Twente to begin trials of the coronavirus app in July

Twente to begin trials of the coronavirus app in July

A sample group of people in Twente are going to start testing the government’s new coronavirus app from July 1. 

Trial period

Some residents of the region of Twente will have access to the app to test whether it meets all requirements in terms of privacy, user-friendliness, and security.

The aim of the trial is to improve the test version of the app before it becomes available to the general public. Organised in collaboration with various organisations in the area, a selection of several hundred people will be given the opportunity to install it on their phone and gain experience with the app in their own environment for one week. 

By the end of the testing period, the research gathered should indicate whether the app is easy to install, whether the texts and functions are easy to follow, and how the app can be improved before it goes live.
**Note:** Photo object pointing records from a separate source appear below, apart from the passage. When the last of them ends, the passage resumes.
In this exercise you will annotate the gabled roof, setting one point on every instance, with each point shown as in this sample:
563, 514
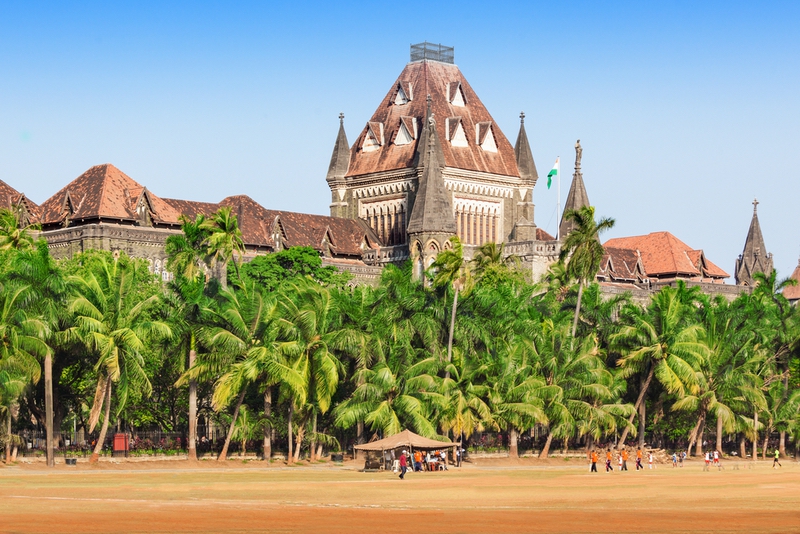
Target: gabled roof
432, 211
665, 256
792, 293
10, 197
104, 192
299, 229
433, 78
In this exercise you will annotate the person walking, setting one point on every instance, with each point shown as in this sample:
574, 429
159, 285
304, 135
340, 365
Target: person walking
403, 465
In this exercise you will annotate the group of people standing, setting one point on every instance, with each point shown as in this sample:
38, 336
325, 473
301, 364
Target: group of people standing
430, 461
622, 460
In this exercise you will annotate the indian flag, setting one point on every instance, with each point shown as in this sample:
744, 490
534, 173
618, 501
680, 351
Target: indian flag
553, 172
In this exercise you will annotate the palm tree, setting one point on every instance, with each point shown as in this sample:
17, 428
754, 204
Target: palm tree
582, 250
241, 338
45, 297
224, 240
450, 269
111, 306
15, 234
311, 326
188, 301
660, 343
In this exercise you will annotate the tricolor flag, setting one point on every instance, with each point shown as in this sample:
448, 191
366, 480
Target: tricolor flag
553, 172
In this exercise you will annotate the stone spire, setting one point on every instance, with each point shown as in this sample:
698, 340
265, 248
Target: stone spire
431, 223
433, 209
340, 159
522, 149
524, 227
754, 257
577, 196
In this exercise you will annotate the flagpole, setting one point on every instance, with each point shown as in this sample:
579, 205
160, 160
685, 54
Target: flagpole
558, 204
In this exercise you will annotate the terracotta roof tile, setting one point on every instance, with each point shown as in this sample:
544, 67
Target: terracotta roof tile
104, 192
664, 255
434, 78
793, 292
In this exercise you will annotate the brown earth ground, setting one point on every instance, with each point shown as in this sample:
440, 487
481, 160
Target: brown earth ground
486, 496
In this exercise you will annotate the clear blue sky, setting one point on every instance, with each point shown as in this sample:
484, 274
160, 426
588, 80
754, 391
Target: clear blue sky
686, 110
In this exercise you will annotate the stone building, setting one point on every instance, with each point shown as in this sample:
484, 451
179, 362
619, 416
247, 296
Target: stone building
432, 163
754, 258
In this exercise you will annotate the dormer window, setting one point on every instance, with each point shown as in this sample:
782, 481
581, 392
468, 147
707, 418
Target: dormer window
455, 94
373, 139
455, 132
407, 131
485, 137
404, 94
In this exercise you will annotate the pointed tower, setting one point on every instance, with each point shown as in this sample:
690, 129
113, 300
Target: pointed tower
754, 258
340, 162
577, 196
524, 227
477, 163
431, 223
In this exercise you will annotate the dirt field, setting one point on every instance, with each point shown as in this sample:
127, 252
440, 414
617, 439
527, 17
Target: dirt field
495, 496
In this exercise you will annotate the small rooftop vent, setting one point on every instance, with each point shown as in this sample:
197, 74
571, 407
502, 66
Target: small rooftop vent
433, 52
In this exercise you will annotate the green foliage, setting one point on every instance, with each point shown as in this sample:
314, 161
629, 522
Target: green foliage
271, 271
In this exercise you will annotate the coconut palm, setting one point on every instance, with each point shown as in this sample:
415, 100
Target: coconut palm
224, 241
311, 327
582, 250
242, 350
112, 307
15, 232
659, 342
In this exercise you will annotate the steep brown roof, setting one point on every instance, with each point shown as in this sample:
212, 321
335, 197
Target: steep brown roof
664, 255
10, 197
435, 79
258, 225
793, 292
104, 192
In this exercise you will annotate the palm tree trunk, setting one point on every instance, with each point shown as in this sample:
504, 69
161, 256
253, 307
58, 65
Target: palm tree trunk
48, 403
289, 457
577, 309
698, 448
192, 447
223, 455
513, 450
312, 447
359, 437
8, 436
452, 327
639, 401
267, 425
755, 435
546, 448
98, 448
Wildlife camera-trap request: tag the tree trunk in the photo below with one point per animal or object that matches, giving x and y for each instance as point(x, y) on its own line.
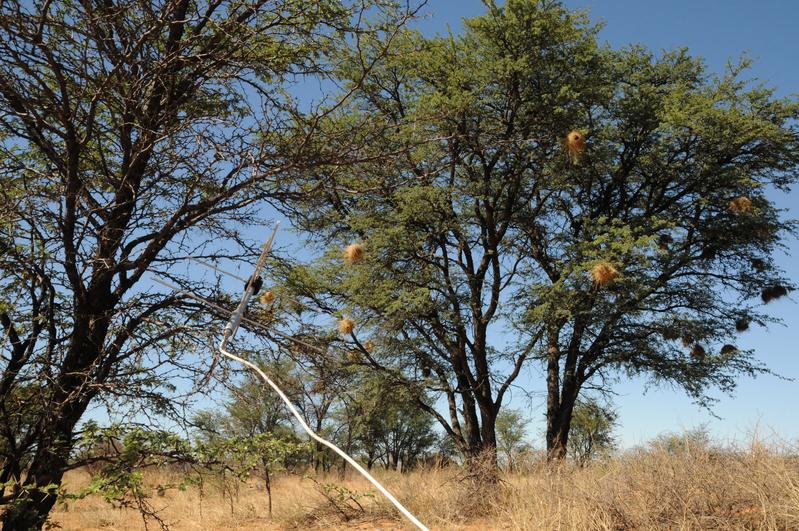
point(268, 484)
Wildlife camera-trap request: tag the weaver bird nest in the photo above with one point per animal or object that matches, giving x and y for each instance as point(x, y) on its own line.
point(604, 273)
point(353, 253)
point(575, 144)
point(772, 293)
point(741, 205)
point(346, 326)
point(728, 349)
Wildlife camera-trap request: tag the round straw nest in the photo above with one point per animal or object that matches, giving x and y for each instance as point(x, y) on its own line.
point(604, 273)
point(772, 293)
point(728, 349)
point(346, 326)
point(741, 205)
point(575, 142)
point(267, 298)
point(353, 253)
point(698, 352)
point(742, 324)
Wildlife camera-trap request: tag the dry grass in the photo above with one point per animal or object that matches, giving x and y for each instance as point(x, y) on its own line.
point(647, 489)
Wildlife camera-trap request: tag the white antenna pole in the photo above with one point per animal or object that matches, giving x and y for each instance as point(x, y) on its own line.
point(321, 440)
point(230, 331)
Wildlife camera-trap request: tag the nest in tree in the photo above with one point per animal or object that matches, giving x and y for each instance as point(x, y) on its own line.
point(741, 205)
point(353, 253)
point(604, 273)
point(742, 324)
point(267, 298)
point(698, 352)
point(575, 145)
point(728, 349)
point(773, 293)
point(346, 326)
point(296, 306)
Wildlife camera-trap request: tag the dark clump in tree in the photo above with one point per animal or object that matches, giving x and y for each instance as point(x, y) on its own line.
point(479, 222)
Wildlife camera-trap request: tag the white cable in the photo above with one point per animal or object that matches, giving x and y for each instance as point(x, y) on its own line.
point(317, 438)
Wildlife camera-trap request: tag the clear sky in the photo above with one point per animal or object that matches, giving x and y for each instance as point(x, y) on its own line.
point(717, 30)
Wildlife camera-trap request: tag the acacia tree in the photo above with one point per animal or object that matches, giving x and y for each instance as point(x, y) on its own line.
point(604, 212)
point(134, 134)
point(591, 432)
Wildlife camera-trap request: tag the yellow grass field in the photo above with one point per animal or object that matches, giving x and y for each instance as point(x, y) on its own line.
point(701, 489)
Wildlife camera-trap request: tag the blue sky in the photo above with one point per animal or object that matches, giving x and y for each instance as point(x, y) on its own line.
point(718, 31)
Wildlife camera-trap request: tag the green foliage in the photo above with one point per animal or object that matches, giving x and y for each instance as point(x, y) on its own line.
point(482, 225)
point(591, 433)
point(512, 435)
point(696, 439)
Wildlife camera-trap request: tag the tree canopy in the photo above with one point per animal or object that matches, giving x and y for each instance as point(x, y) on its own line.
point(598, 212)
point(133, 135)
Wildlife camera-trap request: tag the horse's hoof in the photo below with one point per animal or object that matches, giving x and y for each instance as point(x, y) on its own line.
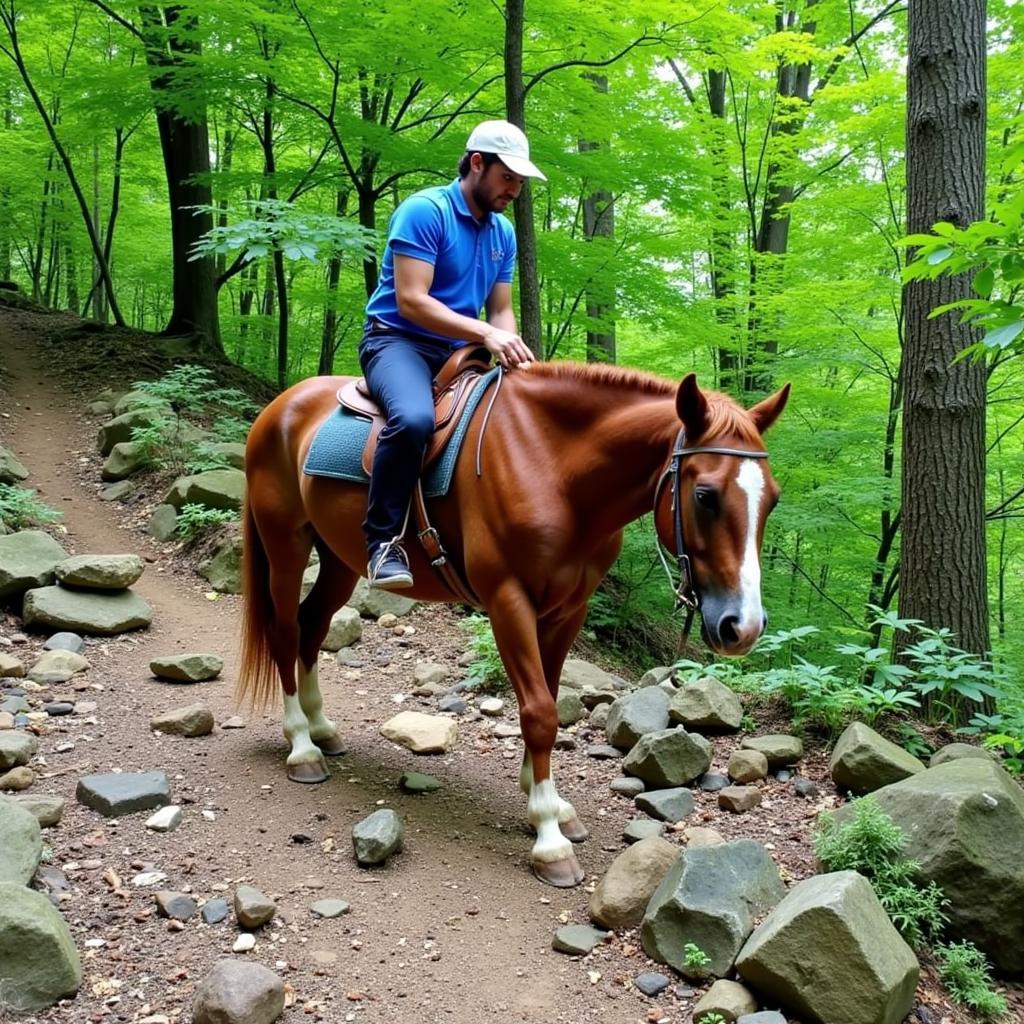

The test was announced in a letter from Health Minister Hugo de Jonge to the House of Representatives (Tweede Kamer) after he announced yesterday that the app was almost ready to launch. He said the app can play an important role in preventing a second wave of the coronavirus. The government hopes to be able to make a decision on when to launch the app by mid-July. 

How does the app work?

The app works on Bluetooth, collecting the numbers of infected people and checking whether you have encountered those ID numbers. If you have been in the presence of someone who is or has been infected, the app will send you a notification. But for this to work, both the infected person and non-infected person would have to have the app downloaded on their phones.

The information gathered through the app and the use of Bluetooth is used in combination with information gathered by the GGD when you are tested. The app will allow more people to be notified quicker if they have come into contact with someone with the coronavirus. This allows people to be tested earlier, thereby reducing the risk of the spread of the virus. 

Once live, use of the app will be voluntary and completely anonymous. No personal details need to be entered, and no information about you or your location will be stored. Minister de Jonge has said 60 percent of the Dutch population would have to use the app for it to be at its most effective.

Victoria Séveno


Victoria Séveno

Victoria grew up in Amsterdam, before moving to the UK to study English and Related Literature at the University of York and completing her NCTJ course at the Press Association...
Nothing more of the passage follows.